他们以前多好啊,虽然总是吵吵闹闹可却乐的自在。
但那血淋淋的一夜后,什么也不剩了,什么也没有了,什么也都变了。
祁穆玄死了,南宫黎疯了,戚秋寒也从此变得沉闷。
后来,再次相见便形同陌路。
“……我没想、我真的不想。”南宫黎声音都发着颤。
他本意没想杀祁穆玄。
戚秋寒怒火中烧将他猛的一推:“那你拔剑干什么?!”
祁穆玄轻声道:“谁都别恨谁,恨我吧。

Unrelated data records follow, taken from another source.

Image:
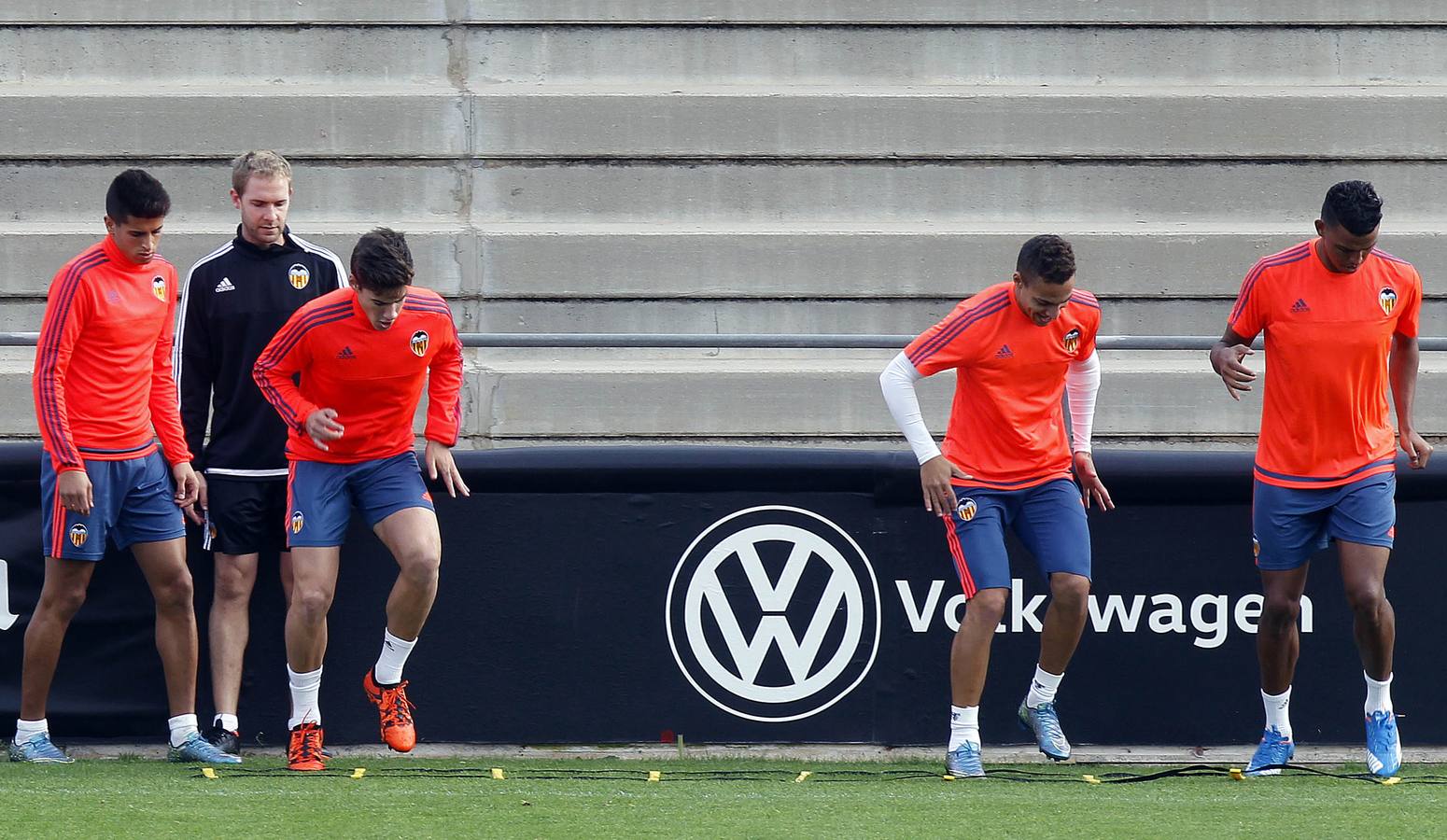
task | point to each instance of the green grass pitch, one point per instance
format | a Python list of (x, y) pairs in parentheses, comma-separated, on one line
[(696, 798)]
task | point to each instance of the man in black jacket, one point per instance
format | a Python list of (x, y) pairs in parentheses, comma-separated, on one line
[(232, 304)]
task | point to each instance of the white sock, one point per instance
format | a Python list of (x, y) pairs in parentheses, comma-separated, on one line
[(1278, 711), (1378, 694), (388, 669), (181, 727), (304, 690), (1042, 689), (28, 729), (964, 726)]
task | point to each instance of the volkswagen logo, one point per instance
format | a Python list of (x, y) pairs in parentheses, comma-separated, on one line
[(773, 613)]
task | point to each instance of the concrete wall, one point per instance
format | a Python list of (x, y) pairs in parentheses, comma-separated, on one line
[(742, 166)]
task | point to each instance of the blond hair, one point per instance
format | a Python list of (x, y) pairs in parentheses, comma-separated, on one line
[(260, 162)]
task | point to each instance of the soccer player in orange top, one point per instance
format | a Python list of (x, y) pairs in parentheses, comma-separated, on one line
[(1341, 323), (103, 394), (362, 356), (1006, 463)]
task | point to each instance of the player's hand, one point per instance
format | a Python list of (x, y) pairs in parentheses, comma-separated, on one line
[(1091, 486), (440, 463), (1226, 360), (934, 481), (1418, 452), (197, 512), (77, 494), (323, 427), (187, 484)]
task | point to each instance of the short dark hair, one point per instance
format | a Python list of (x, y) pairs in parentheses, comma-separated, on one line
[(136, 194), (1354, 205), (1047, 258), (381, 260)]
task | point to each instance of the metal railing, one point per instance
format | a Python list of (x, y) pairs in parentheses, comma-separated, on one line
[(763, 340)]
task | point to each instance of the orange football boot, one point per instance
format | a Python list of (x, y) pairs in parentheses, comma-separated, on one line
[(304, 752), (397, 711)]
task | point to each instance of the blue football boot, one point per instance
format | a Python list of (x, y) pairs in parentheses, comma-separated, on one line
[(1384, 749), (39, 750), (200, 750), (1275, 749), (964, 763), (1045, 723)]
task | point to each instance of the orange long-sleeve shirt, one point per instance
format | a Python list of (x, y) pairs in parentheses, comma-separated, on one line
[(1006, 427), (102, 382), (371, 378)]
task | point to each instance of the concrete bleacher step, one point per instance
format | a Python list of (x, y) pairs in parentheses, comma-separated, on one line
[(847, 121), (695, 12), (1074, 55)]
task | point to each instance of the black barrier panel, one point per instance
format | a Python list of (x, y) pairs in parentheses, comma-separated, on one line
[(725, 595)]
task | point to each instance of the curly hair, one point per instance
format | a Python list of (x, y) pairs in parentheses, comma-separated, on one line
[(381, 260), (136, 194), (1047, 258), (1354, 205)]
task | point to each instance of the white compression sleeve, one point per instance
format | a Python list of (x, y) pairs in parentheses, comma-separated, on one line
[(897, 384), (1081, 385)]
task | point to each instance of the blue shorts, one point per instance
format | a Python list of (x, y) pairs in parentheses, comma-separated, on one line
[(320, 497), (1049, 519), (134, 502), (1289, 525)]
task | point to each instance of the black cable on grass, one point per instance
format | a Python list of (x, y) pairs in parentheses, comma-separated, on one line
[(791, 776)]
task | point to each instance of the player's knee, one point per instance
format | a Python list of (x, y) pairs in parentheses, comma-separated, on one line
[(1279, 612), (1366, 600), (174, 595), (1070, 592), (61, 602), (420, 564), (232, 586), (312, 602), (987, 605)]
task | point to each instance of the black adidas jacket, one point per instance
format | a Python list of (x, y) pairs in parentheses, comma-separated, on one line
[(232, 304)]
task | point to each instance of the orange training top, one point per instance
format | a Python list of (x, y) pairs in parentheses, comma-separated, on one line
[(1325, 418), (1006, 426), (372, 378), (102, 382)]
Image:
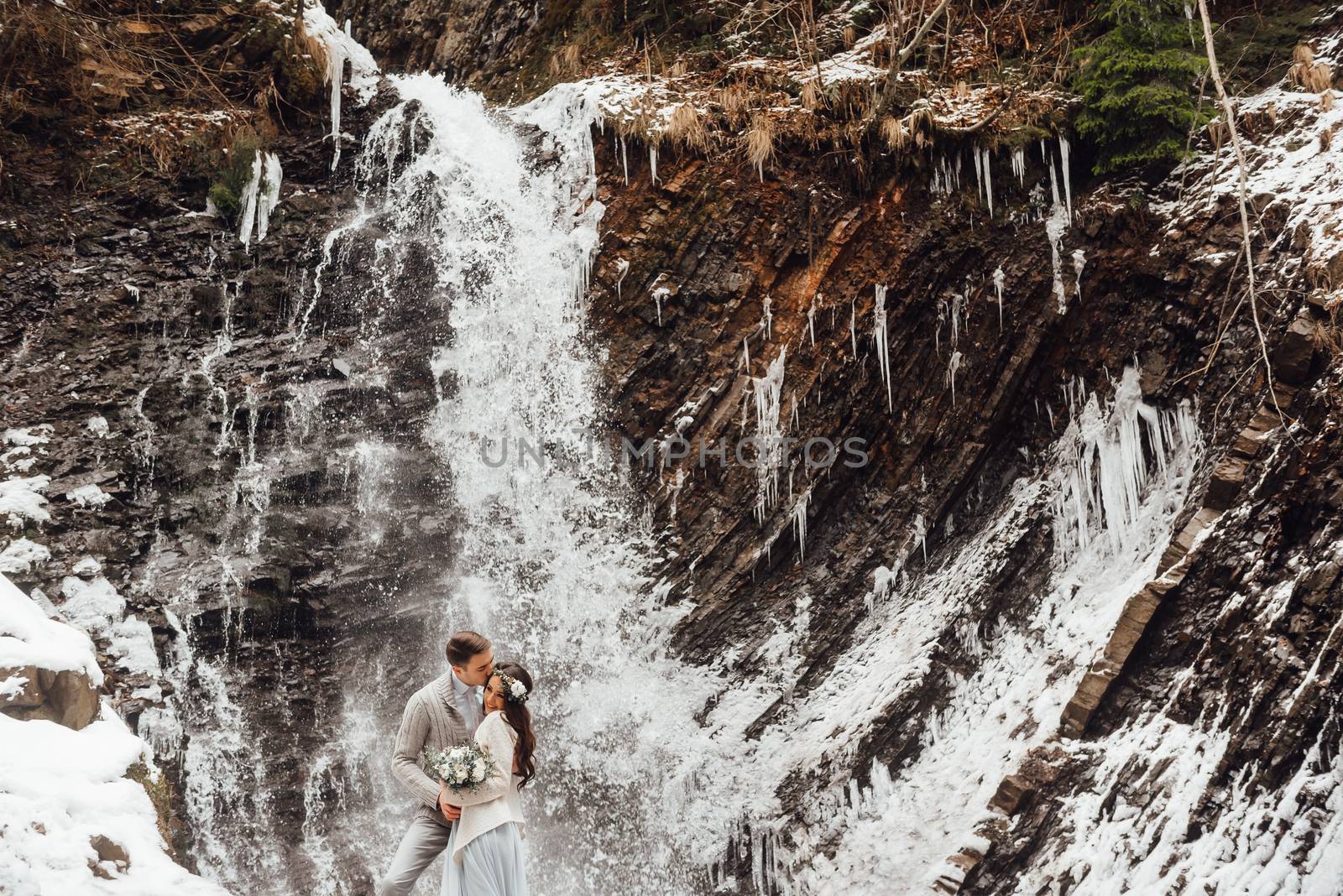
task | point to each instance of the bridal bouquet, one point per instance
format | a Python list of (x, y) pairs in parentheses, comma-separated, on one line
[(462, 768)]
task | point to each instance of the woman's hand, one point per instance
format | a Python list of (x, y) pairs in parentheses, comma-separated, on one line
[(450, 812)]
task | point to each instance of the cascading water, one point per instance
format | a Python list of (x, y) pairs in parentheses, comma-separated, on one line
[(547, 560)]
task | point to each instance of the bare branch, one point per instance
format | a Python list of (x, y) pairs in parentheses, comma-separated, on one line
[(1229, 113)]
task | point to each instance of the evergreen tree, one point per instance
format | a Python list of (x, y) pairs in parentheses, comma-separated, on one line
[(1137, 81)]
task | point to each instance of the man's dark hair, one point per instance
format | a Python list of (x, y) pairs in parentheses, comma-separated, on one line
[(463, 645)]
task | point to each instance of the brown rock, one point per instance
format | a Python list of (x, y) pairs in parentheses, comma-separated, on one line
[(1295, 353), (30, 695), (66, 698), (107, 852)]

”
谁欠了谁到现在还说的清吗?
这世间哪一个人必须死?
哪一个人又活该失去一切?
不过是天意弄人,终不堪回首罢了。
“可是、既然把我当朋友!那你们当年又为什么不告诉我。”南宫黎快要疯了:“独独把我一个人蒙在鼓里?到底为什么!”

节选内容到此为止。